El señor Smith, un próspero hombre de negocios, abrió el elegante ascensor del hotel y, amorosamente, tomó del brazo a una grácil criatura que olía a pieles y a poder. Se acurrucaron juntos en el blando asiento, y el ascensor empezó a bajar. La mujercita le ofreció su boca entreabierta, húmeda de vino, y se besaron. Habían cenado en la terraza, bajo las estrellas. Ahora salían a divertirse.

—Cariño, qué divinamente lo pasamos arriba —susurró ella—. Qué poético fue estar allí contigo, sentados bajo las estrellas. Así tiene que ser el verdadero amor. Porque tú me quieres, ¿no es cierto?

El señor Smith le respondió con un beso aún más largo. El ascensor seguía bajando.

—Me alegro de que hayas venido, cariño —dijo el hombre—. De lo contrario, me hubiera sentido muy decepcionado.

—Pues no puedes imaginar lo insoportable que estaba él. Cuando iba a vestirme, me preguntó que adonde iba. Voy adonde me place, contesté, no estoy prisionera. Entonces, deliberadamente, se sentó y estuvo contemplándome mientras me cambiaba, y me ponía mi nuevo vestido color crema. ¿Crees que me sienta bien? Por cierto, ¿te gusta éste, o prefieres el rosa?

—Todo te sienta bien, querida —aseguró el hombre—. Pero jamás te había visto tan encantadora como esta noche.

Ella entreabrió el abrigo, sonriendo agradecida, y se besaron largamente. El ascensor seguía bajando.

—Entonces, cuando estaba a punto de marcharme me cogió la mano y la apretó de tal forma que todavía me duele, y no pronunció ni una sola palabra. ¡Es un bruto, no tienes ni idea! Bien, adiós, dije yo. Pero él no contestó. Es un exaltado, me asusta; no puedo remediarlo.

—Pobrecilla —se compadeció el señor Smith.

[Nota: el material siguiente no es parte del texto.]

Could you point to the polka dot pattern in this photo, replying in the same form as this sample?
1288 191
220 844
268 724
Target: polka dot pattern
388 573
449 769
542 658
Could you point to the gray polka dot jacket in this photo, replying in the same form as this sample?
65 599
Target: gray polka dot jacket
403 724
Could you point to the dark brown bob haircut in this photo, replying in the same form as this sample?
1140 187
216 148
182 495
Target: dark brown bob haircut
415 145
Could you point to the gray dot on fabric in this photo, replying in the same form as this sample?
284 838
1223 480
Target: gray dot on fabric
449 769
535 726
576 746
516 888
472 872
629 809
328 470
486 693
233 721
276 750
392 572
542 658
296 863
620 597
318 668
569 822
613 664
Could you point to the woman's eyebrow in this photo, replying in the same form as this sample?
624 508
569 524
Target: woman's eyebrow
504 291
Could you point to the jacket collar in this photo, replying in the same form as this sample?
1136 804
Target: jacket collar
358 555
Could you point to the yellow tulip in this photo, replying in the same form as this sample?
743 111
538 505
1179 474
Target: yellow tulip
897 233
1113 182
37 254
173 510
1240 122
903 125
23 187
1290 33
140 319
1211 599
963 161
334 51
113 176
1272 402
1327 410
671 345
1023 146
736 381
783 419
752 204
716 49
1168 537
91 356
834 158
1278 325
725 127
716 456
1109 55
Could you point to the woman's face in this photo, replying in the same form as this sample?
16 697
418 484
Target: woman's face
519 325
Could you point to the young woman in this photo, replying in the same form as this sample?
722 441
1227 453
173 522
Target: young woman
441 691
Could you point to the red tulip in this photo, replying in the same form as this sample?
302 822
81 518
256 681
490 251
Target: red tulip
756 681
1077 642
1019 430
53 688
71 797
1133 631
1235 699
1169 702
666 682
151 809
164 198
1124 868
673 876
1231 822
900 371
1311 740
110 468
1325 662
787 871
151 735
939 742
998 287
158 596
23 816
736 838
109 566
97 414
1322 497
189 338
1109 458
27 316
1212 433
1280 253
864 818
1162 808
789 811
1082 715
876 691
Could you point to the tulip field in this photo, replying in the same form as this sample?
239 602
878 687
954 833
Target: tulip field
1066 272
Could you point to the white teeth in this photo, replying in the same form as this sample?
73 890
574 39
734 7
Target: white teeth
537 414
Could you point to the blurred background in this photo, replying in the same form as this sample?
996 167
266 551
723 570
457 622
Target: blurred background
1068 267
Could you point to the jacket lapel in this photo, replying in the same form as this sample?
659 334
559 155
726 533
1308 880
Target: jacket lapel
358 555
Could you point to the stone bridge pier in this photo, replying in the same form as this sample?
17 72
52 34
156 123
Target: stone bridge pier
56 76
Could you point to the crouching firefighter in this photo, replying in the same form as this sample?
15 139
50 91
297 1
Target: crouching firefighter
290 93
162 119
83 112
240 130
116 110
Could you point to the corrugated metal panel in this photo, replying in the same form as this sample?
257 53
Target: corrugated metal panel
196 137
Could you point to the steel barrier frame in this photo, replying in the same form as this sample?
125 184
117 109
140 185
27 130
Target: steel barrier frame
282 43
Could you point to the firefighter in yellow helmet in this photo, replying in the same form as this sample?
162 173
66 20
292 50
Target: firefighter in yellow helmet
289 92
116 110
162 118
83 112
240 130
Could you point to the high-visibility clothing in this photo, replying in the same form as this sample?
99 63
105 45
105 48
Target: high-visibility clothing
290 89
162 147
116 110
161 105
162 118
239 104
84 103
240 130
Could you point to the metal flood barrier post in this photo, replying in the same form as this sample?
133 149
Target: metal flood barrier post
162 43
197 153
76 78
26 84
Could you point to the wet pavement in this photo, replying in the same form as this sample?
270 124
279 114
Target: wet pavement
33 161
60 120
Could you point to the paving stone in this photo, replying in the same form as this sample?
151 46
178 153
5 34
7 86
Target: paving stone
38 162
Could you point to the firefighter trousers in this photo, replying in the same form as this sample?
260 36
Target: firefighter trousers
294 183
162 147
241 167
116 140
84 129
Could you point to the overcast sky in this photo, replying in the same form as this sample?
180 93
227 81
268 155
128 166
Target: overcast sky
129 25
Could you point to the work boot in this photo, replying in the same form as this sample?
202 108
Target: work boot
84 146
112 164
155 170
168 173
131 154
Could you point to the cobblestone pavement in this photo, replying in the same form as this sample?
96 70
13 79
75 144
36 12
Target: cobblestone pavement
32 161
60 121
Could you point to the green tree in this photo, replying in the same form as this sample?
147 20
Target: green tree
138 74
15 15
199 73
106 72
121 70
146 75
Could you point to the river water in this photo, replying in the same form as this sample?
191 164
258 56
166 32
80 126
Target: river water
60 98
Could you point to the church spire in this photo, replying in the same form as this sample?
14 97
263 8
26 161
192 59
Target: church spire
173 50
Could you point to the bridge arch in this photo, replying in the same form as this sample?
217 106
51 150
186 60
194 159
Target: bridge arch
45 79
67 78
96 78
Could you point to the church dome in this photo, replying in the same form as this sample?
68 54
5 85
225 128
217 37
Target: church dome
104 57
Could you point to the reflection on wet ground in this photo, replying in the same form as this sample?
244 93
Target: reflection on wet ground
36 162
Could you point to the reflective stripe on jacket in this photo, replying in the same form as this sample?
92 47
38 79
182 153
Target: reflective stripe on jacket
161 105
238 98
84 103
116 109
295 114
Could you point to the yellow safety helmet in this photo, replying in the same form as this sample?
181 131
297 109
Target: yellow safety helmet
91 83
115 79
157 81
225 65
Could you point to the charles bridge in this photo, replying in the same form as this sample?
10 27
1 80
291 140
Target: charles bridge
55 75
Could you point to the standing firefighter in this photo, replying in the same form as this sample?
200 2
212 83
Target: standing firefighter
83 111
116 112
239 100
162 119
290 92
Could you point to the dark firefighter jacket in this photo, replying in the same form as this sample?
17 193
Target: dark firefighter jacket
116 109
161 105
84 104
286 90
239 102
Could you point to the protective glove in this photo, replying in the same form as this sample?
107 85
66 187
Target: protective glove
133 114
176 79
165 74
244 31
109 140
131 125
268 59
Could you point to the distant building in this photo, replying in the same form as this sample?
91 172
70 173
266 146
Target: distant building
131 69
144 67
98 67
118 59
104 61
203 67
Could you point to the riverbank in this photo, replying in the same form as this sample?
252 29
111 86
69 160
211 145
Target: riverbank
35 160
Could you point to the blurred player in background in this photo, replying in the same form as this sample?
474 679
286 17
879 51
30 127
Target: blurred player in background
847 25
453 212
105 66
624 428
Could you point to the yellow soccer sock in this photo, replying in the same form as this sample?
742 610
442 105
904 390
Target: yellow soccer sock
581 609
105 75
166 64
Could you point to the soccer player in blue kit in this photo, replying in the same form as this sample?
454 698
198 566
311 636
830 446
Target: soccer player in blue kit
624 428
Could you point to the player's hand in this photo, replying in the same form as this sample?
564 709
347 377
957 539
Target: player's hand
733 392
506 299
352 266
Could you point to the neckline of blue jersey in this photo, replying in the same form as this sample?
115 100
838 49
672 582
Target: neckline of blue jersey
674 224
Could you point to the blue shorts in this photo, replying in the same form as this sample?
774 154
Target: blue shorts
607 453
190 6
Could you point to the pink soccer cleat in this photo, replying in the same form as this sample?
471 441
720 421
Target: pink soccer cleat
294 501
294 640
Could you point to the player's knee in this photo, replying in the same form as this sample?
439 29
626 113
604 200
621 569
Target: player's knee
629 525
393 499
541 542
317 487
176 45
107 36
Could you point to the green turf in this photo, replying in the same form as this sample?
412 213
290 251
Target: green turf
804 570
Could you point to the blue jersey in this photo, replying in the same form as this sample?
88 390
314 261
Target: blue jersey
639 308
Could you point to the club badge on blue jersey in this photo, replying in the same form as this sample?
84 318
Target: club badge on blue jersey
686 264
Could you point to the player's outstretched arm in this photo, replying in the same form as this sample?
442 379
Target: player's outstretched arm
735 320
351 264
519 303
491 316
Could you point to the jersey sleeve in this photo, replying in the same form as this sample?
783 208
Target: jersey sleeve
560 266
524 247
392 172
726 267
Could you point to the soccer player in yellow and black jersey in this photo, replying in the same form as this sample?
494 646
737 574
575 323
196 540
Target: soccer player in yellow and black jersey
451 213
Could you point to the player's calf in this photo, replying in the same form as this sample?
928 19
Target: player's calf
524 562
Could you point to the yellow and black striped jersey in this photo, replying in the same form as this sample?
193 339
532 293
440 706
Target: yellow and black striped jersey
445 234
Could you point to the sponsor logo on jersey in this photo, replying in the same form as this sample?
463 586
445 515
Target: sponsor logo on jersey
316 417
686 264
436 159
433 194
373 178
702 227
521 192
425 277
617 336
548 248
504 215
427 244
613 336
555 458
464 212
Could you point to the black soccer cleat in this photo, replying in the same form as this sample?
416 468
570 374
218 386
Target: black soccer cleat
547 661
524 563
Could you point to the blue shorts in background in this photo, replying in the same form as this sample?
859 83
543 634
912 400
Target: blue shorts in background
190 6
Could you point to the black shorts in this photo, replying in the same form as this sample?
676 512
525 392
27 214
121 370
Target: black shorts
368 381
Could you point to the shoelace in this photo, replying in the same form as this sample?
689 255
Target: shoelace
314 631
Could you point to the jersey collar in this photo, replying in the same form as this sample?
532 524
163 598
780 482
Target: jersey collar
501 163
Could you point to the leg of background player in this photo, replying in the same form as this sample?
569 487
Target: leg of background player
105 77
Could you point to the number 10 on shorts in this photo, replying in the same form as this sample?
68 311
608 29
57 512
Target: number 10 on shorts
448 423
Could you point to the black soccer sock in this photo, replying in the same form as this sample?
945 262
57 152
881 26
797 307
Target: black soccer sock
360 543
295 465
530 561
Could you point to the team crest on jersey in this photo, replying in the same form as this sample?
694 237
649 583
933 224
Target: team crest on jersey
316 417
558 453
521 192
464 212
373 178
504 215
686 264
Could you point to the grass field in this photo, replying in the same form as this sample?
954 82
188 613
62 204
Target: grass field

—Como si no pudiera salir un rato y divertirme. Es tan terriblemente serio, no tienes idea… No puede tomarse las cosas con sencillez y naturalidad. Es como si se tratara siempre de un asunto de vida o muerte.

—Pobre pequeña, cuánto habrás tenido que sufrir.

—Oh, he sufrido de verdad. Terriblemente. Nadie ha sufrido tanto como yo. Hasta que te conocí no supe lo que era el amor.

—Querida —murmuró Smith, acariciándola.

El ascensor seguía bajando.

—Cariño —correspondió la mujer, al recobrar el aliento después del largo beso—. Nunca olvidaré ese rato que estuvimos sentados allá arriba, contemplando las estrellas y soñando. Sabes, el caso es que Arvid es inaguantable, se pone siempre tan solemne, no tiene ni una pizca de poesía.

—Querida, tu situación es intolerable.

—Sí, así es: intolerable. Pero —prosiguió ella, tomándole la mano con una sonrisa—, no pensemos más en ello. Vamos a divertirnos. ¿Me quieres de verdad?

—¡Claro! —afirmó el hombre, inclinándose sobre ella, mientras suspiraba.

El ascensor seguía bajando. Acurrucado sobre ella, la acarició. La mujer se ruborizó.

—Esta noche haremos el amor… como nunca, ¿eh? —susurró Smith.

Ella se apretó contra él y cerró los ojos. El ascensor seguía bajando.

Al fin, el señor Smith se puso en pie, con el rostro enrojecido.

—Pero, ¿qué le sucede a este ascensor? —exclamó—. ¿Por qué no se para? Hace una eternidad que estamos aquí charlando, ¿no es cierto?